Orvio
Energy traders

A validated edge on the Swiss quarter-hour.

For a trading desk, the edge is information, not an asset. Orvio's T-15 nowcast delivers the direction of the Swiss system – scored against realized Swissgrid data, over the API, before the quarter-hour closes.

The Swiss imbalance market rewards positions on the system's side and charges those against it. The tradeable information is short-horizon: the direction of the control area over the coming quarter-hours and the imbalance energy price it implies. Orvio's nowcast is scored continuously against realized Swissgrid data – the track record is reproducible, not asserted.

How Orvio fits

The signal arrives over a REST API with scoped keys: direction of the system imbalance in MW and the imbalance energy price in EUR/MWh, per quarter-hour, refreshed every 15 minutes, at the T-15, T-1h, and D-1 horizons. Every value carries its creation time and lead time.

Strategies can be backtested over history with day-ahead and intraday execution costs included – the net impact, including the quarter-hours that would have cost, before capital stands behind it.

82% directional hit-rate when Orvio forecasts the system at least 100 MW short or long.

68%
Any signal
76%
Forecast ≥ 50 MW
82%
Forecast ≥ 100 MW
90%
Forecast ≥ 200 MW

T-15 system-imbalance forecast vs realized Swissgrid data, last 90 days (about 2,240 quarter-hours at the 100 MW threshold), against a 54% naive baseline. The stronger the forecast signal, the more reliable the direction.

What the accuracy is worth

Over the last 90 days, positioning on the Swiss quarter-hour at Orvio's accuracy was worth roughly €95–110 per MWh, modelled against realized imbalance and intraday prices.
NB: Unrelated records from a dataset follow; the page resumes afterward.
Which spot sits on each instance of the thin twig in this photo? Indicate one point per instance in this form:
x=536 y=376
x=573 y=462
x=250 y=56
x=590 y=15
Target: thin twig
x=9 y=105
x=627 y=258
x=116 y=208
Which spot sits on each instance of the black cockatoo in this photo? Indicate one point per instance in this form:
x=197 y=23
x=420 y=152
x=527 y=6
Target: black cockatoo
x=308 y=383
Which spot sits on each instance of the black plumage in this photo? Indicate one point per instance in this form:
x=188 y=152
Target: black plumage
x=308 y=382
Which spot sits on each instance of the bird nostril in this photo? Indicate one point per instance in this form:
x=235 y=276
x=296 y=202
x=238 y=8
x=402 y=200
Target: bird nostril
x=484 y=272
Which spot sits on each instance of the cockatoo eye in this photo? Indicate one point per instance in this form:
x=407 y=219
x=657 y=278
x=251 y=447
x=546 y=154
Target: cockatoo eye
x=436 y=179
The return scales almost linearly with how often the direction is right: each additional point of T-15 hit-rate is worth on the order of €6,000 per MW per year of positioned capacity. The P&L is heavy-tailed on both sides: the median positioned quarter-hour returned well under the mean, and the strongest tenth of quarter-hours carried more than half of the net result – episodic, not annuity-like.
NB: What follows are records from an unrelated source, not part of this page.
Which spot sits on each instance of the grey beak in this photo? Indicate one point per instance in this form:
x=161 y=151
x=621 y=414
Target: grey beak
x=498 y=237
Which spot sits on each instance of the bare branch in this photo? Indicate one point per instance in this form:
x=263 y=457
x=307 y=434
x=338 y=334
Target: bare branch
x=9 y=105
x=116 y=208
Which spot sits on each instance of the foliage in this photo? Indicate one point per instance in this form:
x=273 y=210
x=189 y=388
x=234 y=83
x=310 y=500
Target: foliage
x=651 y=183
These figures are modelled on a paper book against realized prices, not executed P&L – illustrative and gross of execution cost, risk limits and market impact, from a 90-day window that shifts with the season. They apply in the clear-signal quarter-hours – when the forecast flags at least 100 MW short or long, about a quarter of all quarter-hours – not around the clock. Single-price settlement has heavy tails, so a wrong-side quarter-hour at size can erase a run of gains; risk limits are essential. Orvio delivers the signal, not the trade.

What changes in practice

For a desk, the nowcast is an input that composes with existing models: a directional read on the Swiss quarter-hour with measured hit-rates by signal strength – strongest exactly where positions are decided, close to gate closure.

See what flexibility could earn.

Book a demo and see the signal on live data, applied to real assets.

Pricing scales with the portfolio. Book a demo for a quote.

FAQ

How is the signal validated?

Every forecast is scored against realized Swissgrid data. Over the last 90 days: 82% directional hit-rate on signals of at least 100 MW, rising with signal strength.

How is it delivered?

Over a REST API with scoped keys, refreshed every 15 minutes. Onboarding takes days, not months.

Does Orvio trade itself?

Orvio delivers the signal and the analytics; execution stays with the desk. Nothing is placed or executed on customers' behalf.

Which horizons are available?

T-15, T-1h, and D-1. The quarter-hour view is the calibrated, strongest horizon – the last read before gate closure.